So it's looking like 2015 will be the year that VR goes mainstream. It's been a year since
Facebook bought Oculus Rift, annoying a lot of kickstater funders, but also putting billions of dollars of backing and incentive into VR development. For a long time it was looking like facebook would be the leader in VR, followed next by
Sony's Project Morpheus. The primary difference being that the RIft was primarily intended for PC, wheres Morpheus would be for consoles.
But then a few weeks ago HTC and Valve
announced the Vive headset. Which is interesting because it makes a fundamentally different assumption that the Rift and Project Morpheus. Rather than assuming that a user will be sitting in a chair with a standard gaming controler, Vive assumes that you have an up to
15x15 foot empty room, and comes with wall-mountable cameras to track your location in the room and a pair of
motion detecting handsets. While Morpheus and Rift attempt to be VR headsets, Valve's Vive headset attempts to be a Star Trek holodeck. Complete with the promise that a 15x15 foot space is large enough to trick you into thinking it's much larger through clever use of turns. And the ability to have multiple people in the same room all participate in the same simulation because the tracking cameras can track multiple headsets. And incidentally, also solves the infamous
motion sickness problem. Why? Because when you push a controller forward and see youreslf move forward but your body doesn't actually move, the fluids in your inner ear and feeding you sensory data that disagrees with what the headset is feeding your eyes. But creating a visual experience, but allowing actual real of your body to match, that problem is solved.
But Valve's design does come with a few quirks. How many people have 15x15 empty rooms to game in? Sure, the cameras work perfectly well if confined to a smaller space, but what about pets and coffee tables? Vive's software apparently puts up a visible effect to warn you of objects, but probably more than a few people will be banging their shins into things while gaming. And how many gamers are going to want to spend hours of gaming time walking around? Meanwhile the Rift seems to intended for more specific types of simulations.A cockpit or driving simulator for example, where it's expected that you would be seated. Like
Eve Valkyrie, for example. While Vive can do that too, it also does things Rift can't: create a more fully immersive experience. Sitting in a chair and pushing a controller forward is not going to be as immersive as actually walking forwards. But then, can Valev's controllers compete with the
Nimble Sense hardware acquireed by facebook, that allows you to interact with your hands directly without a controller at all? And while room wide positional tracking is something the Vive is built for, the
Rift can do that too, though not particularly well.
And then with have
Microsoft Hololens, supported by default with the upcoming release of Windows 10, complete with yoru own personal
virtual assistant, Cortana. Microsoft's
hololens demos seem impressive, but they're not exactly the same as the other hardware up for discussion. While Rift, Morpheus and Vive are intending to create
virtual reality simulations, Hololense is intending to create an
augmented reality experience, where the virtual aspects sit on top of the background rather than replace it. While interesting, it's been my observation that Microsoft never does anything right on day one. Their usual model seems to be to release terrible products and then refine them over years until they gradually dominate. Their choice to have
minecraft be a flagship AR game, for example, seems especially suspect. But Microsoft is good with the long game, and their domination of the operating market is likely to give them an advantage.
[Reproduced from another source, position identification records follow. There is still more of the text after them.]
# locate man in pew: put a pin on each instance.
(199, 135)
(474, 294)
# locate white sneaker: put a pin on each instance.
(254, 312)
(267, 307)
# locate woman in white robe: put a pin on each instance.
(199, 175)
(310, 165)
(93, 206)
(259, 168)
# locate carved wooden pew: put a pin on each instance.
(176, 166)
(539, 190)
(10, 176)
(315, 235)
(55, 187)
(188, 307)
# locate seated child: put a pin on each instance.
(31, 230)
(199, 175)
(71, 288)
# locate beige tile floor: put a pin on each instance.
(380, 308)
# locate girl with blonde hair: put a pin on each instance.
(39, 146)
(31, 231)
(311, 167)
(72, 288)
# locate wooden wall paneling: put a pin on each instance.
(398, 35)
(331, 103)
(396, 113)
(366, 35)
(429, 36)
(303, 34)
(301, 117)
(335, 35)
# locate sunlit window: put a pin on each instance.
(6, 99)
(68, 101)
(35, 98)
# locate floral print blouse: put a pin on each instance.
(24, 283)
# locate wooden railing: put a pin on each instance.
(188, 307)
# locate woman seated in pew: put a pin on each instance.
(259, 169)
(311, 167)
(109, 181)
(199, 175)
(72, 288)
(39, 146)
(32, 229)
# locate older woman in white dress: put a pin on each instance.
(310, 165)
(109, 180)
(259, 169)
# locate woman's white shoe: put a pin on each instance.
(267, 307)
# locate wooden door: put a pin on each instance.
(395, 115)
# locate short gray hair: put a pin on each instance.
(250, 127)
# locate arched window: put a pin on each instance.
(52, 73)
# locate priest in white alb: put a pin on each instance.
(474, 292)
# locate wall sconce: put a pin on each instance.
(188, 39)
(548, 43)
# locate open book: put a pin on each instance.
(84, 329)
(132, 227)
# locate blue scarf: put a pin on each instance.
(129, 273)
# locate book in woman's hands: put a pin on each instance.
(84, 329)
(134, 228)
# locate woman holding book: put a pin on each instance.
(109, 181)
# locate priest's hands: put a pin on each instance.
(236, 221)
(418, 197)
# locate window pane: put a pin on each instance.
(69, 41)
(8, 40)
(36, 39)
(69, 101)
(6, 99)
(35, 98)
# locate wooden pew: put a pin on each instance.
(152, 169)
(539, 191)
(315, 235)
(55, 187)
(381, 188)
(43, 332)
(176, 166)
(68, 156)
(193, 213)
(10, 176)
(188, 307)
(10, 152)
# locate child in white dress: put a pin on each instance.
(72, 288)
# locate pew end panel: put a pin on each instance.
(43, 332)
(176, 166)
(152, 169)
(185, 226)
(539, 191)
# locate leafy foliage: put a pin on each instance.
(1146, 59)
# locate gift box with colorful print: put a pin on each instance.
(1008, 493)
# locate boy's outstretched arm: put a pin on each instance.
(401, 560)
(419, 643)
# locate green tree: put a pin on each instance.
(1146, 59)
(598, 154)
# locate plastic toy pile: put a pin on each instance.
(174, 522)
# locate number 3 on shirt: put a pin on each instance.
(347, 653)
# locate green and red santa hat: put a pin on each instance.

And finally, worthy of mention for those who won't be spending several hundred dollars on a headset and who happen to already have cellphones or tablets with motion tracking, is
google cardboard. Build it at home, pop in your device, and voila! Instant VR.
Personally? Morpheus doesn't interest me. I'm a PC gamer. Rift seems great, but I dislike facebook, and the immersion of being able to walk around with the Vive appeals to me. At the same time, the Nimble Sense hardware seems superior to Valve's handsets which remind me of wii controllers. And Hololense? I think Microsoft doesn't get it. But in a few years they might have caught on and overtaken everyone. We'll see.
So when will all these devices be available? Google cardboard is available right now, if you have a cardboard box handy. Oculus Rift
developer's kits have been available for a while, and a commerical release of the Rift is
anticipated by Winter of 2015. Vive? By
the end of 2015. Morpheus?
Not until 2016. But if you're exclusively a console gamer, it might be worth the wait. Hololens? No official release date yet, but
developer versions are anticipated in July 2015, and with a promised
2015 release of windows 10 so it would come as no surprise if the hardware were released this year as well. If we're fortunate, we'll have a lot of choices by Christmas 2015.
And 2016 is going to be a very interesting year in VR.